As described above, examples of first insulation layers, second insulation layers and top covers may include one or more aerogel composition layers. Other insulation materials apart from aerogels are also within the scope of the present disclosure.

Use of the Insulation Barriers within Battery Module or Pack

The insulated electrical connectors (e.g., busbars) disclosed herein are useful for electrically connecting battery cells or battery components of batteries of any configuration, e.g., pouch cells, cylindrical cells, prismatic cells, as well as packs and modules incorporating or including any such cells.

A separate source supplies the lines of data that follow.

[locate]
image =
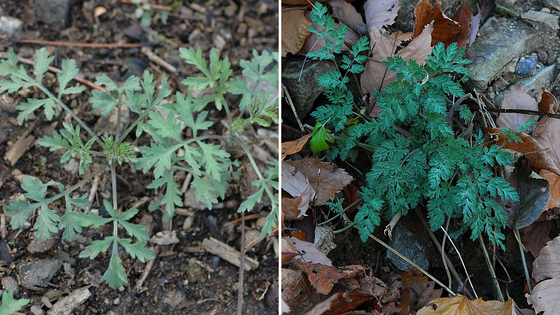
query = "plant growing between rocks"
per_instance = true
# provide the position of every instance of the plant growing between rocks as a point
(164, 120)
(417, 155)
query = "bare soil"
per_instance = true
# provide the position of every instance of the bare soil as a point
(184, 279)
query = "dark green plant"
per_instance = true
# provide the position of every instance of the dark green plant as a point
(163, 118)
(416, 155)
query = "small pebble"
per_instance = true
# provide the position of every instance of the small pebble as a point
(525, 66)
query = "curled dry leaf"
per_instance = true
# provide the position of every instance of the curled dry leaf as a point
(547, 264)
(293, 147)
(416, 291)
(547, 133)
(516, 98)
(309, 253)
(294, 30)
(296, 184)
(445, 29)
(380, 13)
(533, 150)
(535, 236)
(325, 180)
(341, 303)
(347, 15)
(288, 250)
(533, 195)
(376, 76)
(297, 292)
(460, 304)
(463, 17)
(554, 182)
(322, 278)
(545, 297)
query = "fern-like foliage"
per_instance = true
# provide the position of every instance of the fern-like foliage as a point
(416, 155)
(170, 151)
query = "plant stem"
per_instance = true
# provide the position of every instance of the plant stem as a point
(254, 164)
(69, 111)
(78, 185)
(406, 259)
(491, 269)
(522, 251)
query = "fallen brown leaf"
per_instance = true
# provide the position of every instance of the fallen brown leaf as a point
(294, 30)
(533, 150)
(293, 147)
(380, 13)
(516, 98)
(325, 180)
(460, 305)
(376, 76)
(445, 29)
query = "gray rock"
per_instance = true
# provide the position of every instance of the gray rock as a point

The electrical connectors disclosed herein are useful in rechargeable batteries e.g. lithium-ion batteries, solid state batteries, and any other energy storage device or technology.

Passive devices such as cooling systems may be used in conjunction with the insulated connectors of the present disclosure within the battery module or battery pack.

The insulated electrical connectors according to various embodiments of the present disclosure can be used in a battery pack including a plurality of battery modules, or in a battery module having a plurality of battery cells. A battery module is composed of multiple battery cells disposed in a single enclosure. A battery pack is composed of multiple battery modules.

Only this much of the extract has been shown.